'Yelps of Outrage': White House 'Media Monitor' Helps Carney Staff Push Back Reporters on Their Tweets

May 2nd, 2014 7:42 AM

The White House can play “Twitter police” with the White House press corps. Yahoo White House correspondent Olivier Knox relayed “Reporters who regularly cover Obama have become familiar with seemingly out-of-the-blue emails or telephone calls from officials taking issue with their tweets — often thoughtfully and constructively, sometimes with obscenity-laced yelps of outrage.”

Even instant critiques of Obama get hammered by the Carney spin patrol. The tweet watcher is 24-year-old Jessica Allen:

Allen, whose official title is “media monitor,” tracks journalists’ tweets and flags them in mass emails that land in the in-boxes of more than 80 Obama aides, including chief of staff Denis McDonough, White House counsel Kathy Ruemmler, press secretary Jay Carney and senior adviser Dan Pfeiffer.....


Including messages about breaking news stories, White House officials say, her daily total runs easily into the hundreds of emails, and many more when the president’s schedule includes a high-profile speech or a press conference.

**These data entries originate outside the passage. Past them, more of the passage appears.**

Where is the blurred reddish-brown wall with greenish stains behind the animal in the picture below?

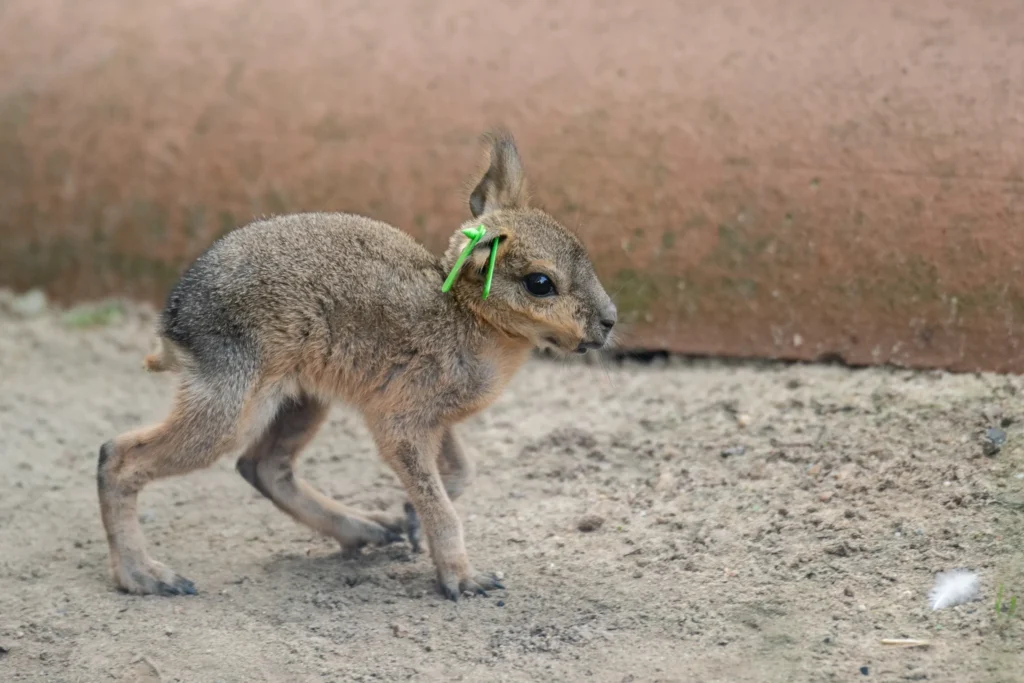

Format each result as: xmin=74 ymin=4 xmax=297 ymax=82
xmin=0 ymin=0 xmax=1024 ymax=371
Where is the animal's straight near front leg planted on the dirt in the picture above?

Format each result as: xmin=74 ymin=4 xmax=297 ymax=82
xmin=374 ymin=429 xmax=504 ymax=600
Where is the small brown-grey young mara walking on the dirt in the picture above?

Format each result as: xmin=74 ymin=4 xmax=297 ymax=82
xmin=97 ymin=125 xmax=615 ymax=599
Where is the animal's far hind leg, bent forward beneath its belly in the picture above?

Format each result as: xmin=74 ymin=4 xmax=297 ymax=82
xmin=238 ymin=395 xmax=402 ymax=552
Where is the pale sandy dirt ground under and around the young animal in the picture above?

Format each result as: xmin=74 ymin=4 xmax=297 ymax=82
xmin=0 ymin=294 xmax=1024 ymax=683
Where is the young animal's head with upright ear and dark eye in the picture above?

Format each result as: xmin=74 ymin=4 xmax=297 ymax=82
xmin=444 ymin=130 xmax=617 ymax=352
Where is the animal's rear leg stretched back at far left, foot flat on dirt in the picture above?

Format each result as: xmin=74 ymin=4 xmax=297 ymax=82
xmin=96 ymin=383 xmax=253 ymax=595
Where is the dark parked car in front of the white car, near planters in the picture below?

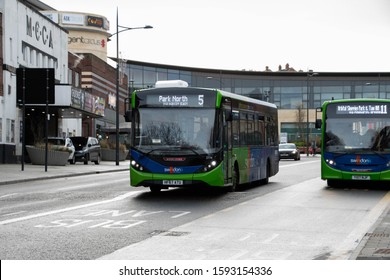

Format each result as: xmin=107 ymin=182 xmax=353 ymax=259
xmin=70 ymin=136 xmax=102 ymax=164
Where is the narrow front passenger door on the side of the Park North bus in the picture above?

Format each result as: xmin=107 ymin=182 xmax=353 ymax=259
xmin=223 ymin=100 xmax=233 ymax=185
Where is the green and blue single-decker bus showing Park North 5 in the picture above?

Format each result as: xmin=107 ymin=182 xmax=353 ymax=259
xmin=126 ymin=81 xmax=279 ymax=192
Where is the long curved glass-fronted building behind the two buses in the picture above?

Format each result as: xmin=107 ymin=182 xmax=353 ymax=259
xmin=125 ymin=60 xmax=390 ymax=144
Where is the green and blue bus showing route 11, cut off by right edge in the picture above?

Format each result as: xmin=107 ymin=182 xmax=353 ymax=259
xmin=316 ymin=99 xmax=390 ymax=186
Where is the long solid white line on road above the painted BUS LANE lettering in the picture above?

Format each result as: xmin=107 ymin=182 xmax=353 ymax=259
xmin=0 ymin=191 xmax=142 ymax=225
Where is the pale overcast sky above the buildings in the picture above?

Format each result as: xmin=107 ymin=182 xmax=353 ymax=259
xmin=41 ymin=0 xmax=390 ymax=72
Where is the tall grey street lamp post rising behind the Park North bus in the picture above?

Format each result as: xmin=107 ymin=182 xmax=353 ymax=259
xmin=109 ymin=8 xmax=153 ymax=165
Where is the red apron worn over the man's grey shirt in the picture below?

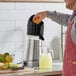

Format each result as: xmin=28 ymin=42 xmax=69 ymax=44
xmin=62 ymin=17 xmax=76 ymax=76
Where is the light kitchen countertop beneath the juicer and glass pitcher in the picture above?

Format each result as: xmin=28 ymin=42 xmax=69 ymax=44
xmin=0 ymin=62 xmax=63 ymax=76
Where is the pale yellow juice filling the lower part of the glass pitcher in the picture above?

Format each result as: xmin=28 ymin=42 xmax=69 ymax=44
xmin=39 ymin=55 xmax=52 ymax=69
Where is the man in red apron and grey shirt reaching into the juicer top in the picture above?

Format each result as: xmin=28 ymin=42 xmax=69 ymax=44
xmin=33 ymin=0 xmax=76 ymax=76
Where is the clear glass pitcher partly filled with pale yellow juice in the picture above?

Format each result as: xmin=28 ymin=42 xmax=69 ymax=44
xmin=39 ymin=46 xmax=52 ymax=69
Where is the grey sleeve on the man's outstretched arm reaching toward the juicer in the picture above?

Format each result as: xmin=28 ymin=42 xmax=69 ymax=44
xmin=47 ymin=11 xmax=71 ymax=26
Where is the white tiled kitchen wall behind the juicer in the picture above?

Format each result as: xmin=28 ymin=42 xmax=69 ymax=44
xmin=0 ymin=2 xmax=70 ymax=61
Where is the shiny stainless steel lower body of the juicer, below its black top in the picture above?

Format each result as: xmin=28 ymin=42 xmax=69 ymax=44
xmin=27 ymin=38 xmax=40 ymax=67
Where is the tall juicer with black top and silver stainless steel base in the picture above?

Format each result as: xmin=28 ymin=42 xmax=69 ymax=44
xmin=27 ymin=15 xmax=44 ymax=67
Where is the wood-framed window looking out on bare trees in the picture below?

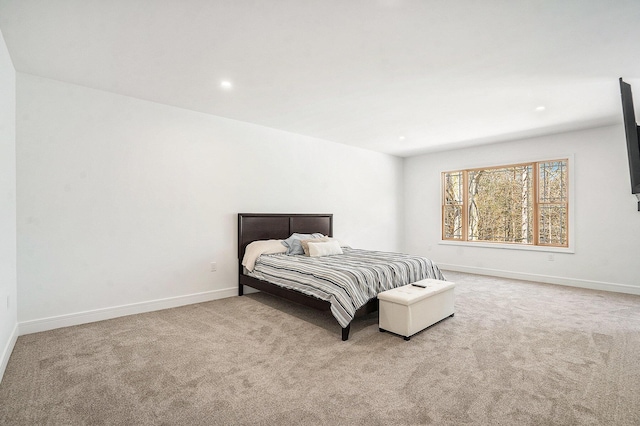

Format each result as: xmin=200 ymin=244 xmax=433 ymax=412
xmin=442 ymin=159 xmax=569 ymax=247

While White House communications staff track her alerts closely, other officials have been known to route her messages into email folders and check them just a couple of times a day, one Obama aide said.

When Obama faces the media, it’s not uncommon for Allen to send out 10-12 emails, each rounding up five to six tweets just about the president’s opening statement. She will follow up with messages including notable tweets about each question asked and each response.

But it isn’t some scary “Big Brother”-style surveillance of channels designed to be private: Virtually no political reporters treat Twitter as anything but a public space...

Instead, she watches the Twitter feeds of influential reporters for comments the White House might view as inaccurate, incomplete or unfair, as well as clues for what they are reporting and how it might portray the president or the administration.

Knox included a few of his own tweets that drew complaints, including one revealing that White House aides were comparing Obama to JFK.